O setor elétrico brasileiro vive um momento histórico. Nesta semana, o governo anunciou a conclusão da interligação de Roraima ao Sistema Interligado Nacional (SIN), encerrando décadas de isolamento energético do único estado que ainda não estava conectado à rede nacional. Ao mesmo tempo, dados de agosto de 2025 confirmam que as fontes renováveis, lideradas por solar e eólica, responderam por mais de um terço da geração elétrica no país, consolidando a transição energética brasileira.
Roraima integrado ao SIN
A obra que conecta Roraima ao sistema nacional elimina a dependência do estado em relação a usinas termelétricas a óleo diesel e ao fornecimento da Venezuela, que nos últimos anos sofreu interrupções constantes. Segundo o governo federal, a interligação permitirá uma economia anual de R$ 600 milhões em custos de geração e reduzirá significativamente as emissões de carbono na região. Para a população roraimense, o impacto deve ser direto: energia mais confiável, tarifas mais estáveis e maior atratividade para investimentos produtivos.
Renováveis em expansão
Paralelamente, o relatório mensal do Operador Nacional do Sistema (ONS) mostrou que, pela primeira vez, as fontes solar e eólica ultrapassaram juntas 34% da geração elétrica nacional.
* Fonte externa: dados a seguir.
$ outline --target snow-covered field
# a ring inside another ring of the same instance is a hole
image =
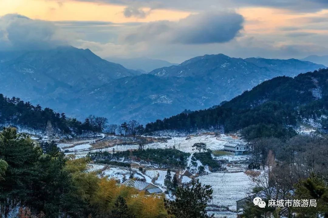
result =
[[[226,138],[228,139],[229,137]],[[212,135],[204,135],[200,136],[188,137],[175,137],[172,139],[168,140],[167,143],[156,143],[146,145],[145,148],[172,148],[174,146],[178,149],[184,152],[189,152],[191,154],[196,152],[196,150],[192,150],[193,145],[195,143],[202,142],[206,144],[208,148],[211,150],[218,150],[224,148],[224,144],[226,143],[226,139],[223,140],[222,137],[217,137]],[[70,152],[67,154],[75,154],[77,157],[80,157],[86,155],[89,152],[94,152],[100,150],[108,150],[109,152],[112,151],[113,148],[106,149],[98,149],[91,150],[90,144],[94,140],[89,140],[84,143],[84,141],[76,142],[74,143],[78,144],[72,147],[68,148]],[[83,144],[81,144],[83,143]],[[62,148],[65,147],[71,146],[72,144],[59,144],[58,146]],[[114,146],[113,147],[115,151],[125,151],[128,149],[137,149],[138,145],[127,144]],[[246,160],[249,158],[248,156],[225,156],[215,157],[219,159],[226,159],[229,161],[237,160]],[[188,159],[188,165],[190,166],[191,156]],[[198,161],[197,167],[201,164]],[[92,164],[92,169],[90,170],[96,170],[102,169],[104,166]],[[227,167],[227,169],[231,171],[235,170],[242,170],[245,166],[237,165],[229,165]],[[152,167],[152,170],[146,170],[144,174],[137,169],[133,169],[134,176],[138,178],[144,178],[147,182],[151,182],[152,179],[158,177],[155,181],[154,184],[159,186],[163,190],[165,190],[164,185],[164,179],[166,175],[166,170],[156,169],[156,168]],[[108,176],[109,178],[119,179],[121,182],[125,175],[126,178],[128,178],[130,172],[127,170],[119,167],[110,167],[103,171],[103,175]],[[180,173],[184,173],[182,171]],[[208,172],[209,173],[209,172]],[[173,176],[174,173],[171,172],[171,176]],[[249,177],[243,172],[233,173],[214,173],[200,176],[198,177],[203,184],[210,185],[213,189],[214,199],[212,202],[214,204],[218,206],[232,206],[235,207],[236,201],[246,197],[247,192],[251,190],[251,182]],[[191,179],[186,176],[183,176],[181,178],[182,181],[183,183],[191,181]],[[236,217],[235,213],[228,212],[215,212],[215,217]]]
[[[202,183],[212,186],[213,204],[217,205],[234,206],[236,201],[248,196],[251,182],[243,172],[214,173],[198,177]]]
[[[157,184],[160,184],[162,187],[165,187],[164,185],[164,180],[165,179],[165,176],[166,176],[167,172],[166,170],[155,170],[158,173],[159,176],[157,179],[155,181],[155,183]],[[171,172],[171,177],[173,176],[174,174],[174,172]]]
Esse resultado reflete o rápido crescimento de parques eólicos no Nordeste e de usinas solares distribuídas e centralizadas em diversas regiões do país. Enquanto isso, a participação das hidrelétricas caiu para o nível mais baixo em quatro anos, pressionada pelas variações climáticas e pelos baixos volumes dos reservatórios.
Apesar da redução na participação hídrica, o uso de fontes fósseis, como gás e carvão, se manteve em torno de 14% da matriz, demonstrando que o Brasil continua dependente apenas marginalmente desses recursos. Para especialistas, o desempenho é um indicativo claro de que o país está no caminho para cumprir suas metas de descarbonização e ampliar o protagonismo global na transição energética.
Integração e futuro
A soma dos dois movimentos — a entrada de Roraima no SIN e o avanço das renováveis — reforça a imagem do Brasil como um país capaz de unir segurança energética, expansão de infraestrutura e compromisso ambiental. A expectativa é de que, com os próximos leilões e a continuidade de políticas de incentivo, a participação de solar e eólica cresça ainda mais, consolidando o Brasil como um dos líderes mundiais em energia limpa.